E se a justificativa para o que não se admite ser o genocídio da população negra são os índices de criminalidade em alta e a crise gerada por isso, podemos nos lembrar do trecho escrito pelo Comitê Invisível (2016) “a crise é desencadeada visando introduzir o remédio” (p. 18), a crise não é processo natural, mas sim um processo criado com um objetivo, quase sempre obscuro para os que serão afetados com ela.

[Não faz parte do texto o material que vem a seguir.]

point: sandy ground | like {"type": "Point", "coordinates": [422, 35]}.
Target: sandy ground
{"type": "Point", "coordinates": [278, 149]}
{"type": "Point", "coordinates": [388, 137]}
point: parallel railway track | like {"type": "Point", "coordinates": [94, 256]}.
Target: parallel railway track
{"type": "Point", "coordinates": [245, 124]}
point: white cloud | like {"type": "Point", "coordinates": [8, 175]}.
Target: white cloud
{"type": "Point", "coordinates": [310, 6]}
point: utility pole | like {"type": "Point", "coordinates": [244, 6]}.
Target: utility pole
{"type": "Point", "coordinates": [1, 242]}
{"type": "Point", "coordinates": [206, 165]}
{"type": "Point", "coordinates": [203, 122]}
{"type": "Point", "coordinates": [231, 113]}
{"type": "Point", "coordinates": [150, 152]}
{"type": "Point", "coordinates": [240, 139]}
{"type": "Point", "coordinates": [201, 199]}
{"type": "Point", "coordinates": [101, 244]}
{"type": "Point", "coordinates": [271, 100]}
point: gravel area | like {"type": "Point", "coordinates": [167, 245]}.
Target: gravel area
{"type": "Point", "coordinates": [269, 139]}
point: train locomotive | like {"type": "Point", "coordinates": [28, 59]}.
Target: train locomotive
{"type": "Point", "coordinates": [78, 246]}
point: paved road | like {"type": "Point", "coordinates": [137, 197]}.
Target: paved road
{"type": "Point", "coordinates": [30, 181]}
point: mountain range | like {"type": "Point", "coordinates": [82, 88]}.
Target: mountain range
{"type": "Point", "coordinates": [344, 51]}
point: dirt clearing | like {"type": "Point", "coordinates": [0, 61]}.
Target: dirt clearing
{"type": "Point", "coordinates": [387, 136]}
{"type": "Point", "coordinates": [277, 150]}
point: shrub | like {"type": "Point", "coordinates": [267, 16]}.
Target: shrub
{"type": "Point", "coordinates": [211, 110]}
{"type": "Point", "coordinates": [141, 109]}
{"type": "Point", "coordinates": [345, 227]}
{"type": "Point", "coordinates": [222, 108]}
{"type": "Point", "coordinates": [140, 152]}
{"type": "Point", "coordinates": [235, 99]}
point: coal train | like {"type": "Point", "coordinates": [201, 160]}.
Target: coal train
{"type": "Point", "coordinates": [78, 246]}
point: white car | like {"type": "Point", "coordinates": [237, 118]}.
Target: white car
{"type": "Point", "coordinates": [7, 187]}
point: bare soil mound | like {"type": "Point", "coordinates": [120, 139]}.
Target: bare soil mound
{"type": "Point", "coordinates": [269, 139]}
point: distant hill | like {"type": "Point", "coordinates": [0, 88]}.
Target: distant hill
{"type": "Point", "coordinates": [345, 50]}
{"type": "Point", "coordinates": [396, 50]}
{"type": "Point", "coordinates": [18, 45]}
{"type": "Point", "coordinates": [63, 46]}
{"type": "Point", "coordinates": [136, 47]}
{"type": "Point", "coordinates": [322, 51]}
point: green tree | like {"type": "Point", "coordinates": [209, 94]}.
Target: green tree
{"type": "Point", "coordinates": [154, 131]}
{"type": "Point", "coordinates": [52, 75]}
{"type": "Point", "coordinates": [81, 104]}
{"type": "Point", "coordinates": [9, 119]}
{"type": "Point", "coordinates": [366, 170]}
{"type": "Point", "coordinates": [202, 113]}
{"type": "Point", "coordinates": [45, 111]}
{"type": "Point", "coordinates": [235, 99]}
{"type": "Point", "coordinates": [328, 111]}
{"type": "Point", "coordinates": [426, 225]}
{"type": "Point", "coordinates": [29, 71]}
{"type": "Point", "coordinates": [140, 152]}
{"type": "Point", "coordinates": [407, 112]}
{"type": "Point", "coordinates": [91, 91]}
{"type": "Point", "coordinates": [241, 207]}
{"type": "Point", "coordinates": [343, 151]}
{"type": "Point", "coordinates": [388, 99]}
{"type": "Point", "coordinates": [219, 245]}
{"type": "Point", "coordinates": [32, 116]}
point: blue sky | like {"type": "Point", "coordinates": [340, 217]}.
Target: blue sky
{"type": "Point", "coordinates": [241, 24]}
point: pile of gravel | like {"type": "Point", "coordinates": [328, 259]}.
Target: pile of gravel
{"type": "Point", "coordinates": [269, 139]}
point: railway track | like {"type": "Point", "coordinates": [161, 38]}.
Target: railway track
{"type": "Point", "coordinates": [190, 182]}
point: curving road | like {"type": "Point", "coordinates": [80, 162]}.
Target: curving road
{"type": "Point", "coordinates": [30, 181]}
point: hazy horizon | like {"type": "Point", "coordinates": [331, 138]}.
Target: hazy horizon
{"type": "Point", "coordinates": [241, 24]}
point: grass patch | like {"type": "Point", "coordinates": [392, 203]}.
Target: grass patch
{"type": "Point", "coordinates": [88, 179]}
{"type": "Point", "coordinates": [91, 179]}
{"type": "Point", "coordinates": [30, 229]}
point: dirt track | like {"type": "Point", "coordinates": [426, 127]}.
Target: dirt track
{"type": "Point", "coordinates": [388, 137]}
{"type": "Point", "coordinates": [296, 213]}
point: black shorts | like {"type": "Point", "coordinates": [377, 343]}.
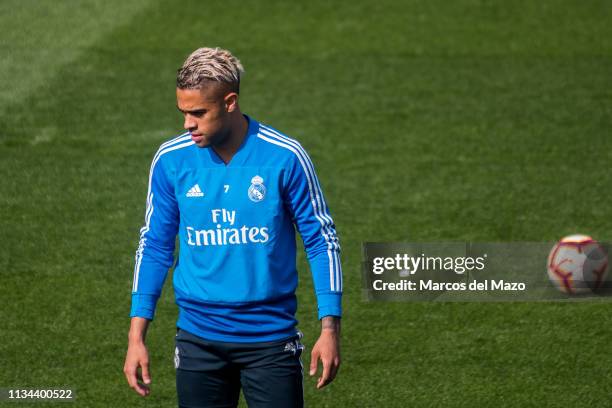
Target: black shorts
{"type": "Point", "coordinates": [211, 374]}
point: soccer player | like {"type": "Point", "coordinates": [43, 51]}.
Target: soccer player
{"type": "Point", "coordinates": [234, 191]}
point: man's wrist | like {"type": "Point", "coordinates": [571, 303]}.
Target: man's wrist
{"type": "Point", "coordinates": [330, 324]}
{"type": "Point", "coordinates": [138, 330]}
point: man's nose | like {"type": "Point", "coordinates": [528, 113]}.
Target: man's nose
{"type": "Point", "coordinates": [189, 122]}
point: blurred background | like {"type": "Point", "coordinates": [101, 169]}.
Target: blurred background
{"type": "Point", "coordinates": [426, 120]}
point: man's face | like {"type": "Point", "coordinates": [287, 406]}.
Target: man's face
{"type": "Point", "coordinates": [206, 113]}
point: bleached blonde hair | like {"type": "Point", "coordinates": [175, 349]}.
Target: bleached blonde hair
{"type": "Point", "coordinates": [206, 65]}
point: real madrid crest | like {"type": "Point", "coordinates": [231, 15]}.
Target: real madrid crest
{"type": "Point", "coordinates": [257, 191]}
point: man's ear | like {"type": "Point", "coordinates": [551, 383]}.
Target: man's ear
{"type": "Point", "coordinates": [231, 101]}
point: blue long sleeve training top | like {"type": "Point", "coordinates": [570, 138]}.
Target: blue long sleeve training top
{"type": "Point", "coordinates": [236, 276]}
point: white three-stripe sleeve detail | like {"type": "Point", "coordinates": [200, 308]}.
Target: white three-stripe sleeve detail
{"type": "Point", "coordinates": [294, 143]}
{"type": "Point", "coordinates": [313, 202]}
{"type": "Point", "coordinates": [320, 200]}
{"type": "Point", "coordinates": [165, 148]}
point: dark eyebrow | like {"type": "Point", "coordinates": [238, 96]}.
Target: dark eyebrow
{"type": "Point", "coordinates": [192, 111]}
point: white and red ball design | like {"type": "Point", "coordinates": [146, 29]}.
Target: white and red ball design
{"type": "Point", "coordinates": [577, 264]}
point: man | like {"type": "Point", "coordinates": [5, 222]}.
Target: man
{"type": "Point", "coordinates": [234, 190]}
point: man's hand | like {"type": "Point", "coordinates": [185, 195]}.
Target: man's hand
{"type": "Point", "coordinates": [327, 348]}
{"type": "Point", "coordinates": [138, 357]}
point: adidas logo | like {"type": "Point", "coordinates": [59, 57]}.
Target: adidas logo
{"type": "Point", "coordinates": [195, 192]}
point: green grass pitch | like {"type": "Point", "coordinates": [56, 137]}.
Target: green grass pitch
{"type": "Point", "coordinates": [426, 120]}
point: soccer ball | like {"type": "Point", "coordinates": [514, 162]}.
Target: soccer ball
{"type": "Point", "coordinates": [577, 265]}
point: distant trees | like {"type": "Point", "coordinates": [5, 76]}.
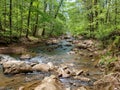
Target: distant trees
{"type": "Point", "coordinates": [31, 17]}
{"type": "Point", "coordinates": [94, 18]}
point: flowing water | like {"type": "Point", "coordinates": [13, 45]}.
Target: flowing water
{"type": "Point", "coordinates": [57, 54]}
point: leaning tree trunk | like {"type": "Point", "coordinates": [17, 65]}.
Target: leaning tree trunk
{"type": "Point", "coordinates": [28, 20]}
{"type": "Point", "coordinates": [56, 14]}
{"type": "Point", "coordinates": [10, 20]}
{"type": "Point", "coordinates": [45, 7]}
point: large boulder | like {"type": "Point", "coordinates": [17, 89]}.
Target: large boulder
{"type": "Point", "coordinates": [14, 67]}
{"type": "Point", "coordinates": [50, 83]}
{"type": "Point", "coordinates": [5, 58]}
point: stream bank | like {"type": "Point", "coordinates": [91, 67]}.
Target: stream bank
{"type": "Point", "coordinates": [72, 61]}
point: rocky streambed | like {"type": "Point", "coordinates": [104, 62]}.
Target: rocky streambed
{"type": "Point", "coordinates": [64, 63]}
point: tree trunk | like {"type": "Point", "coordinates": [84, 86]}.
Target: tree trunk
{"type": "Point", "coordinates": [57, 11]}
{"type": "Point", "coordinates": [28, 20]}
{"type": "Point", "coordinates": [21, 14]}
{"type": "Point", "coordinates": [45, 7]}
{"type": "Point", "coordinates": [115, 14]}
{"type": "Point", "coordinates": [36, 23]}
{"type": "Point", "coordinates": [10, 20]}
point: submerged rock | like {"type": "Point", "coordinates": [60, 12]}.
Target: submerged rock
{"type": "Point", "coordinates": [64, 72]}
{"type": "Point", "coordinates": [14, 67]}
{"type": "Point", "coordinates": [41, 67]}
{"type": "Point", "coordinates": [108, 82]}
{"type": "Point", "coordinates": [25, 56]}
{"type": "Point", "coordinates": [50, 83]}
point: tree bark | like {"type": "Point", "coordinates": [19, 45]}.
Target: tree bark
{"type": "Point", "coordinates": [28, 20]}
{"type": "Point", "coordinates": [56, 14]}
{"type": "Point", "coordinates": [45, 7]}
{"type": "Point", "coordinates": [36, 23]}
{"type": "Point", "coordinates": [10, 20]}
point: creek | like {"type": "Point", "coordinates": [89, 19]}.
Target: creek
{"type": "Point", "coordinates": [57, 54]}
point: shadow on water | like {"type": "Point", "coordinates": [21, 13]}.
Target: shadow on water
{"type": "Point", "coordinates": [58, 54]}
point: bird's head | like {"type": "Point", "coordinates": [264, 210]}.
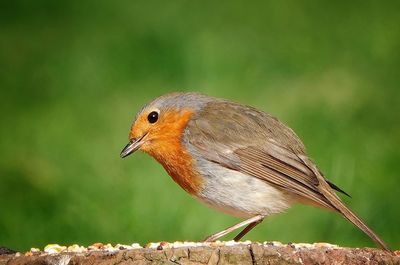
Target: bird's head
{"type": "Point", "coordinates": [159, 126]}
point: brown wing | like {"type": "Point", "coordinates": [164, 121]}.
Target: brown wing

Caso emblemático ocorrido no período de nossos encontros foi o assassinato de Evaldo dos Santos Rosa, no Rio de Janeiro. Os autores? Os que supostamente deveriam proteger e garantir segurança, o Exército Brasileiro. A justificativa? O carro levava bandidos portando armas, o que explica e justifica para alguns os 83 tiros que atingiram o carro. A realidade? O carro levava a esposa de Evaldo, o filho de sete anos, o sogro e uma amiga da família. A atitude dos militares? Fugir do local sem prestar socorro alegando ação motivada por legítima defesa. Evaldo foi mais um dos muitos homens negros assassinados com o aval do Estado, a punição de seus assassinos? O Superior Tribunal Militar votou pela liberdade dos militares envolvidos, e o caso será investigado pela Justiça Militar.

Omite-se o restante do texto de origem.